Il distretto cinese di Prato, paradossalmente, è fermo perché non ha più tessuti

Per settori con catene di approvvigionamento più avanzate come l’automotive, invece, la diversificazione è già realtà: “I grandi gruppi di quel settore tendono ad avere un fornitore del Far East da cui comprano il 60-70% delle componenti e un altro più vicino, nell’Est Europa, per la parte rimanente”, spiega Enzo Baglieri, professore associato della Sda Bocconi dove insegna Gestione dell’Innovazione, della Tecnologia e delle Operations. “In questo frangente avranno aumentato gli ordini dal fornitore secondario”. Fa storia a sé Fca, i cui stabilimenti rischiavano il rallentamento o lo stop a causa della carenza dei componenti elettronici prodotti “su misura” per il gruppo dalla Mta di Codogno, che ha la produzione ferma.

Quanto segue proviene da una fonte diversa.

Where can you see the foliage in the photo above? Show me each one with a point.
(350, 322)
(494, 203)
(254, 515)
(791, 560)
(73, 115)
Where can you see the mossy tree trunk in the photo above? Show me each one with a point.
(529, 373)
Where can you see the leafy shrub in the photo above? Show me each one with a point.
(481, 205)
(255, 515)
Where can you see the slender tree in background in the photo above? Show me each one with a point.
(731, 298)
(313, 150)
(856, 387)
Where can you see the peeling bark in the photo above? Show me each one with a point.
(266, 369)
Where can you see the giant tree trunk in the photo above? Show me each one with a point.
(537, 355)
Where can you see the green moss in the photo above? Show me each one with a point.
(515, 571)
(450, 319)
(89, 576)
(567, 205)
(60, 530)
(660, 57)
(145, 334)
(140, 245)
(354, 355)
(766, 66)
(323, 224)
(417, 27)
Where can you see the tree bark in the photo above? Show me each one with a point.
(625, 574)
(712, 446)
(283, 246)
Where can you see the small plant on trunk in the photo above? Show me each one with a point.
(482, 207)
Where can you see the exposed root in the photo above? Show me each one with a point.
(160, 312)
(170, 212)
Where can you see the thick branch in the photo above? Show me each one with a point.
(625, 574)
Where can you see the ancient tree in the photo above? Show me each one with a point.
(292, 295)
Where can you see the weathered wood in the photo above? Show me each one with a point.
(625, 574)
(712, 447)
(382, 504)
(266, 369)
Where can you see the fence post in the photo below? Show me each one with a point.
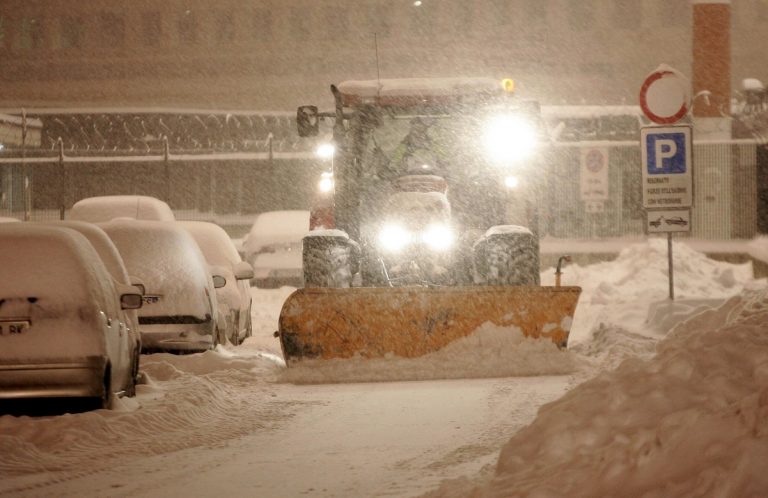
(166, 160)
(64, 190)
(25, 187)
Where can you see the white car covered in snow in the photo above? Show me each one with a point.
(235, 297)
(273, 248)
(180, 312)
(63, 329)
(112, 260)
(108, 207)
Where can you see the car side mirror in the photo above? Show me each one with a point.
(219, 281)
(308, 120)
(243, 271)
(131, 301)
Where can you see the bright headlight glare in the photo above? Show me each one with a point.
(325, 184)
(509, 138)
(438, 237)
(325, 150)
(393, 238)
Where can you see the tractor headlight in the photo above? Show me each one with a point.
(394, 238)
(326, 182)
(509, 138)
(438, 237)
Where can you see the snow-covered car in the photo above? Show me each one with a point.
(180, 312)
(63, 327)
(108, 207)
(112, 260)
(235, 297)
(273, 248)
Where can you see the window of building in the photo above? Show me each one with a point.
(423, 19)
(225, 28)
(379, 19)
(535, 13)
(761, 12)
(151, 28)
(31, 33)
(112, 30)
(261, 25)
(188, 27)
(501, 12)
(627, 14)
(581, 15)
(71, 32)
(674, 13)
(299, 19)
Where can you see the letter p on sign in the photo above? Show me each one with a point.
(665, 149)
(666, 153)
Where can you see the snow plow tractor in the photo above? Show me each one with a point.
(431, 228)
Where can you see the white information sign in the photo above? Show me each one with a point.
(670, 220)
(667, 167)
(593, 176)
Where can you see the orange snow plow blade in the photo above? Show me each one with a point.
(412, 321)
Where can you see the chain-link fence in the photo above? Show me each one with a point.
(227, 167)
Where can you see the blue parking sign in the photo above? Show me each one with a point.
(666, 153)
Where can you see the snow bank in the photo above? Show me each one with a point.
(276, 227)
(184, 402)
(491, 351)
(613, 289)
(693, 421)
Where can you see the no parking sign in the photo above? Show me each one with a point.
(594, 174)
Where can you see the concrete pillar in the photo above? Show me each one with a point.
(712, 67)
(711, 213)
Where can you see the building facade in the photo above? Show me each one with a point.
(263, 55)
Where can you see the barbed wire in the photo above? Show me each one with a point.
(145, 132)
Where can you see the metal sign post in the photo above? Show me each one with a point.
(667, 157)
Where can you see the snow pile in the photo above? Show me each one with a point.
(491, 351)
(184, 402)
(613, 289)
(691, 422)
(276, 228)
(108, 207)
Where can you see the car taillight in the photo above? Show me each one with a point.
(321, 217)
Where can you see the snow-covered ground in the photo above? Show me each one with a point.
(631, 409)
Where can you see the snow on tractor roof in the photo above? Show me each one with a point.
(416, 90)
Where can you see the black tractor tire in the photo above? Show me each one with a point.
(329, 261)
(107, 398)
(507, 257)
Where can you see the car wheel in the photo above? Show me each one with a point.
(508, 259)
(234, 324)
(249, 324)
(107, 396)
(131, 390)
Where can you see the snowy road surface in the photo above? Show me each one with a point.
(226, 423)
(231, 434)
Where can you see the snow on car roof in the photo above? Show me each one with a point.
(419, 86)
(101, 242)
(216, 245)
(393, 91)
(45, 261)
(277, 227)
(168, 261)
(108, 207)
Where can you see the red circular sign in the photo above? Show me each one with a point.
(657, 106)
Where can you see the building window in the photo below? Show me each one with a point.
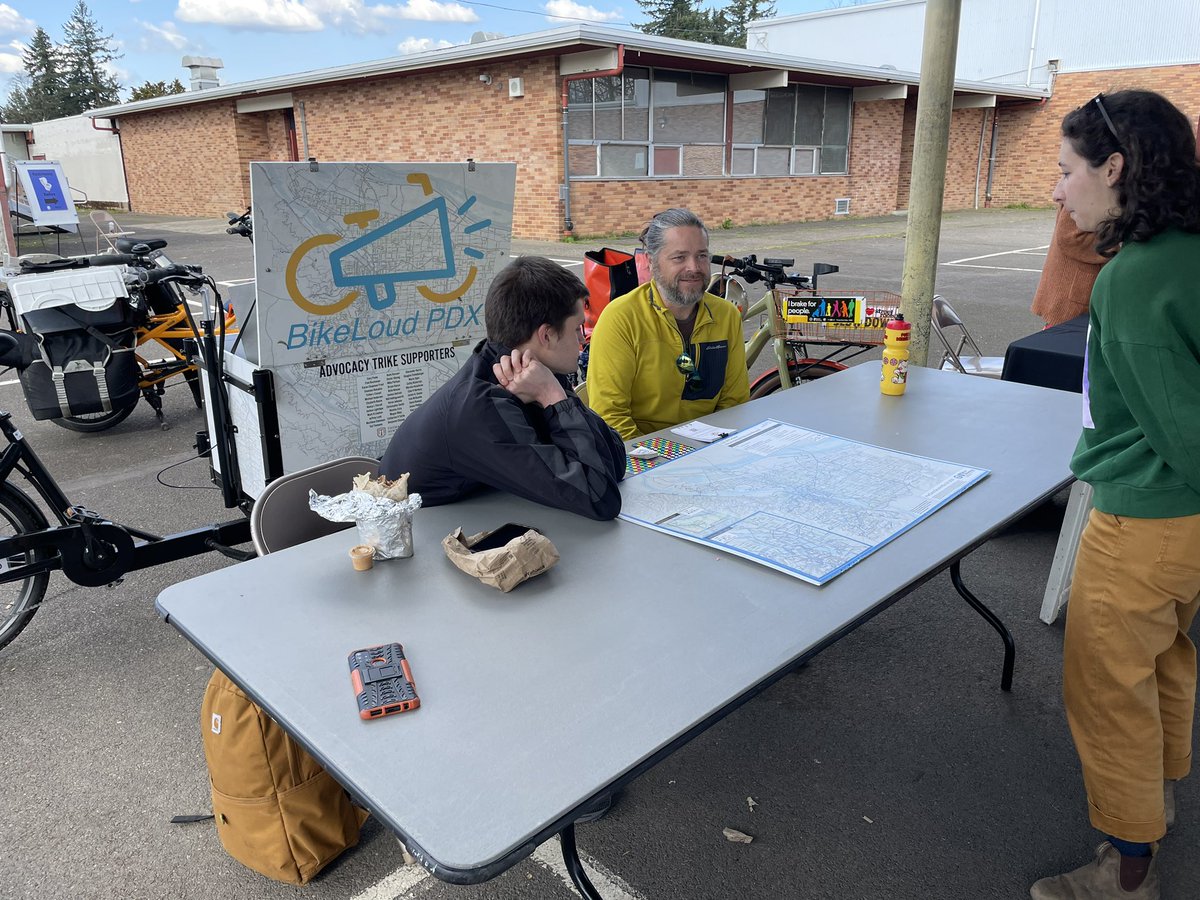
(671, 124)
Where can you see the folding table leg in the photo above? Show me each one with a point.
(1006, 678)
(574, 867)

Ieri il prefetto ha dato via libera all’ingresso nella zona rossa di un camion che ha recuperato le scorte di magazzino, dando qualche giorno di respiro.

Baglieri in generale è ottimista sulla tenuta del manifatturiero italiano, perché “il sistema si è preparato al calo della produzione cinese pianificando una riduzione dei propri ritmi produttivi del 35-40% in modo da esaurire più lentamente i componenti disponibili”. Le conseguenze più pesanti, dunque, si sentiranno nelle prossime settimane mano a mano che si farà più evidente il “buco” causato dal drastico calo dei traffici container. “Ma per fortuna nel frattempo la Cina sta già ripartendo, ora viaggia all’85% della capacità produttiva“. Va anche considerato, aggiunge, che “già da 4-5 anni molte aziende stanno cercando alternative per ridurre la dipendenza dalla Cina alla luce del nuovo clima politico nei confronti della globalizzazione e del libero commercio. Privilegiano fornitori più vicini (per esempio dell’est Europa) soprattutto per i componenti di una certa qualità”. Perché un container ci mette intorno alle 6 settimane ad arrivare dalla Cina nei porti del Nord Europa e 4 settimane per raggiungere gli scali italiani. E in quel lasso di tempo – come stiamo sperimentando in questi giorni – sul mercato può cambiare tutto.

Un importatore brasiliano pretende pasta prodotta prima dell’emergenza

Se la produzione deve fare i conti con i problemi di fornitura, sul fronte opposto resta da vedere che impatto avrà la psicosi coronavirus sulla domanda estera: “Un importatore brasiliano ha chiesto a un’azienda che produce pasta di alta qualità di mettere su ogni pacco un timbro che attesti che è stata prodotta prima della scoperta dei focolai italiani…”. L’altro grande punto di domanda riguarda la logistica sul territorio italiano. Il settore è in allarme e lamenta da giorni pesanti ritardi nei controlli sulle merci in arrivo dall’estero e rallentamenti, quando non vera e propria paralisi, degli hub nazionali. Che sono concentrati, sottolinea Dallari, in un baricentro compreso “tra Piacenza, Pavia e Lodi, l’area più colpita dal virus e dalle ordinanze per il contenimento. Lì ci sono i magazzini di Ikea, Amazon, Ovs, Unieuro e delle aziende alimentari. Tra i lavoratori in zona rossa e quelli che stanno a casa per paura o necessità, la merce viene movimentata a scartamento ridotto”. Non rischiamo gli scaffali vuoti nei supermercati – casi di psicosi permettendo – perché la grande distribuzione ha scorte per diverse settimane. Ma il rallentamento di un settore con 85 miliardi di fatturato avrà un impatto notevole sull’andamento del pil.